6 von 100 Babys kommen in Deutschland zu früh auf die Welt. Betroffene Kinder müssen oft mehrere Wochen im Krankenhaus verbringen, bevor sie nach Hause dürfen. Und selbst wenn Ärzte mittlerweile sehr viel für Frühchen tun können und viele von ihnen retten können, kommt es dennoch manchmal zu Einschränkungen beim Kind. Verständlich, dass viele Frauen Angst vor einer Frühgeburt haben. Aber was kann man tun, damit es gar nicht erst soweit kommt? Einiges! Wir haben die Möglichkeiten für dich zusammengefasst.

Das Wichtigste in Kürze

  • Die Frühgeburtenrate beträgt in Deutschland etwa 6%.
  • Schon Babys, die in der 37. Woche zur Welt kommen, gelten als Frühchen.
  • Infektionen sind die Hauptursache für Frühgeburten.
  • Aber auch Faktoren wie Rauchen, starkes Übergewicht und das Alter der Frau spielen eine große Rolle.
  • Selbstbeobachtung und regelmäßiges Messen des pH-Wertes in der Scheide können Schlimmeres verhindern.
  • In einigen Fällen können auch die Ärzte eine Geburt noch hinauszögern.

Wann gilt ein Baby als Frühchen?

Schon Babys, die vor dem Ende der 37. Schwangerschaftswoche (SSW) zur Welt kommen, gelten als Frühchen. Je früher das Baby geboren wird, desto größer ist das Risiko. Das jüngste europäische Frühchen kam bereits nach 21 SSW zur Welt und geht mittlerweile zur Schule.

Das ist aber selten. Meist haben Frühchen ab der 25. SSW eine gute Überlebenschance. Bis zur vollendeten 27. SSW gelten sie jedoch immer noch als „extrem früh“. Babys die zwischen der 28. und der vollendeten 30. SSW zur Welt kommen bezeichnet man als „sehr früh“, bis zur abgeschlossenen 36. SSW als „mäßig früh“.

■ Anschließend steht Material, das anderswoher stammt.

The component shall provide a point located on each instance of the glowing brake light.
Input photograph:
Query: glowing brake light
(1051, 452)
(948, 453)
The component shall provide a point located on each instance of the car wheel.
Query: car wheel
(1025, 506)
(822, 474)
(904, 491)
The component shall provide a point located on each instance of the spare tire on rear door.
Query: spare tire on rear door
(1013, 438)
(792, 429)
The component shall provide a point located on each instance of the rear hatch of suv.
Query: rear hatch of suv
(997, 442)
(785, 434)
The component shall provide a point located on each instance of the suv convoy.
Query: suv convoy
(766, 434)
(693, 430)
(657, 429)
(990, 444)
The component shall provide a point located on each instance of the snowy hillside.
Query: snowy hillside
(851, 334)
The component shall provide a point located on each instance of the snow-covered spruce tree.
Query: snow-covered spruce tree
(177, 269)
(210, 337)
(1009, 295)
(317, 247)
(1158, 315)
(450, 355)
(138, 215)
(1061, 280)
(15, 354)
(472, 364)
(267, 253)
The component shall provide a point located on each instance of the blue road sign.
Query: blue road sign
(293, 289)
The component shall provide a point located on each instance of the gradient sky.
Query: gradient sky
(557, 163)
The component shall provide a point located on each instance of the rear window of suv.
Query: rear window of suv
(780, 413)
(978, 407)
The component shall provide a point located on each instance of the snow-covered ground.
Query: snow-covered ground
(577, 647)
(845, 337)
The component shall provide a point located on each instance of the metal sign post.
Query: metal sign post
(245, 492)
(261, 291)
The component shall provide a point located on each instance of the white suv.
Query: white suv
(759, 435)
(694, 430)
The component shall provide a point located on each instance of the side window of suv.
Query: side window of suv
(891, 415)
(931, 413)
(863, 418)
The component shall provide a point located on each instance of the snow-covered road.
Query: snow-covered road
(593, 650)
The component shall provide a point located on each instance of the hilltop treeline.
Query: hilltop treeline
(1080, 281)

Gründe für die gestiegene Frühgeburtenrate

Die Frühgeburtenrate ist in den letzten Jahrzehnten gestiegen. Das hat laut Ärztezeitung mehrere Gründe:

  1. Dank der fortschrittlichen Reproduktionsmedizin gibt es mehr Mehrlingsgeburten. Denn zum einen wird oft mehr als ein Embryo eingesetzt und zum anderen steigt das Alter der Frauen, was die Wahrscheinlichkeit einer Mehrlingsgeburt ebenfalls erhöht.
  1. Das höhere Durchschnittsalter der Schwangeren geht zusätzlich mit einem größeren Risiko für Schwangerschaftskomplikationen wie Diabetes, Bluthochdruck oder Plazentainsuffizienz einher.
  1. Die Bevölkerung wird immer dicker, das betrifft auch die Frauen. Starkes Übergewicht ist ein wichtiger Faktor bei vielen Frühgeburten.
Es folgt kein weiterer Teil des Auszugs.